Compare this to every other carbon reduction strategy in AI. Smaller models sacrifice capability. Quantization sacrifices some accuracy. Fewer inference calls means less functionality. Purchasing carbon offsets costs money. Renewable energy certificates cost money. Building on-site solar costs a lot of money.
Region routing sacrifices nothing and costs nothing. It might be the only free lunch in AI carbon reduction. And almost nobody is doing it, because the data that would motivate it hasn’t been accessible.
The API call as a routing decision
Most production AI systems already have multi-region capability for redundancy and latency reasons. The infrastructure for region-aware routing exists. Adding carbon intensity as a routing signal seems like it should be straightforward — query the CarbonBench API for the cleanest region that meets your latency requirements, route accordingly.
The /api/recommend endpoint does this. Send it a model name and it returns the lowest-carbon region available right now, with alternatives ranked by carbon intensity. The response includes the absolute carbon savings compared to the dirtiest available option. For some model-region combinations, the savings are 75% or more. For free.

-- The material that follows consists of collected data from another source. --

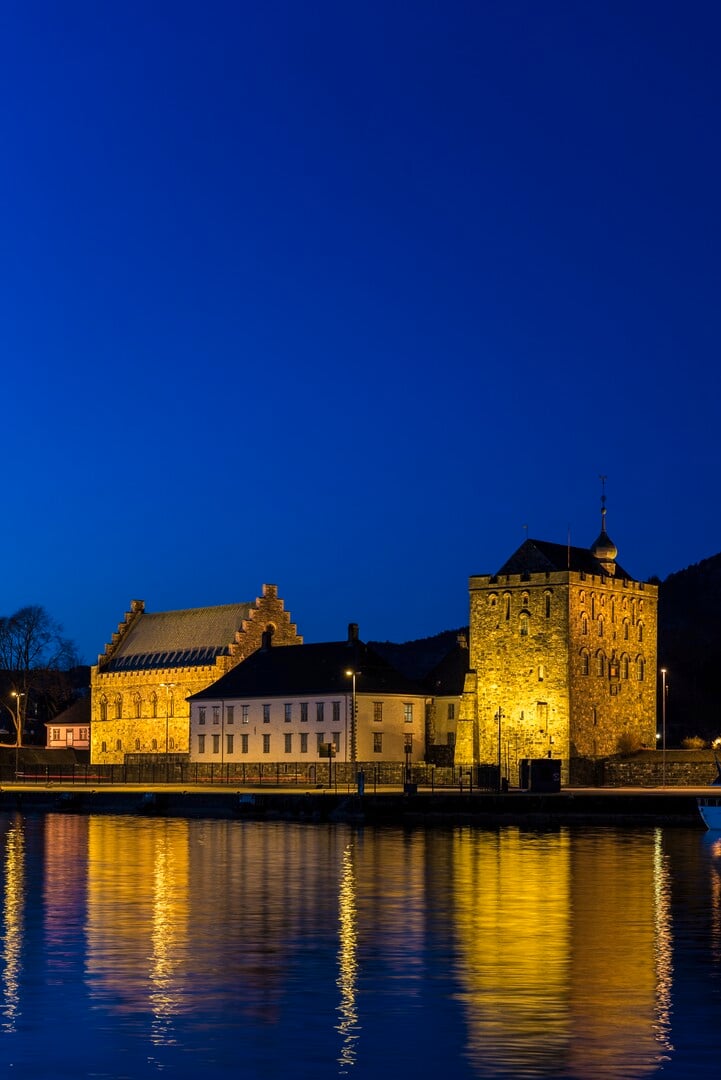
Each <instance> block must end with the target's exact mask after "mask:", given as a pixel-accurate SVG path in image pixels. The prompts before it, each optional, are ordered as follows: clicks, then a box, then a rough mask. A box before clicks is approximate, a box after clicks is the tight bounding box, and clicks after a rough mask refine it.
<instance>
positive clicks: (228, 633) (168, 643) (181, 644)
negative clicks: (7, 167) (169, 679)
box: [101, 603, 254, 672]
mask: <svg viewBox="0 0 721 1080" xmlns="http://www.w3.org/2000/svg"><path fill="white" fill-rule="evenodd" d="M253 607H254V605H253V604H249V603H246V604H223V605H221V606H219V607H208V608H188V609H187V610H181V611H158V612H146V611H144V612H141V613H140V615H139V616H138V617H137V618H136V619H135V621H134V622H133V624H132V626H131V627H130V630H128V631H127V632H126V633H125V634H124V635H123V637H122V638H121V640H120V642H119V644H118V646H117V647H115V648H114V649H113V651H112V654H111V656H110V658H109V660H107V661H106V662H105V663H103V665H101V666H103V671H104V672H113V671H135V670H137V669H153V667H193V666H201V665H204V664H212V663H214V661H215V658H216V657H219V656H222V654H226V653H227V652H228V650H229V646H230V645H231V644H232V643H233V642H234V640H235V633H236V631H239V630H241V627H242V624H243V621H244V620H245V619H247V618H248V615H249V612H250V609H251V608H253Z"/></svg>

Still not sure why this hasn’t become standard practice. Might be that the data wasn’t available until recently. Might be that sustainability teams and engineering teams don’t talk to each other about region selection. Might be that the cloud provider dashboards don’t surface carbon alongside cost and latency, so it’s invisible in the decision-making interface. Probably all three.
What this implies for the optimization conversation
If the grid matters more than the model, then the optimization conversation needs to change altitude. Not abandon model efficiency — that still matters. But maybe start with the question that has the largest effect size and the lowest cost: where is this running?
A team that switches from Virginia to Oregon might save more carbon than a team that spends six months distilling a 70B model down to 7B. That’s a strange claim and still somewhat uncertain. But the math keeps checking out across the configurations tested so far.
The arbitrage is there. The spread is wide. The cost of exploiting it is zero. It just requires seeing the data.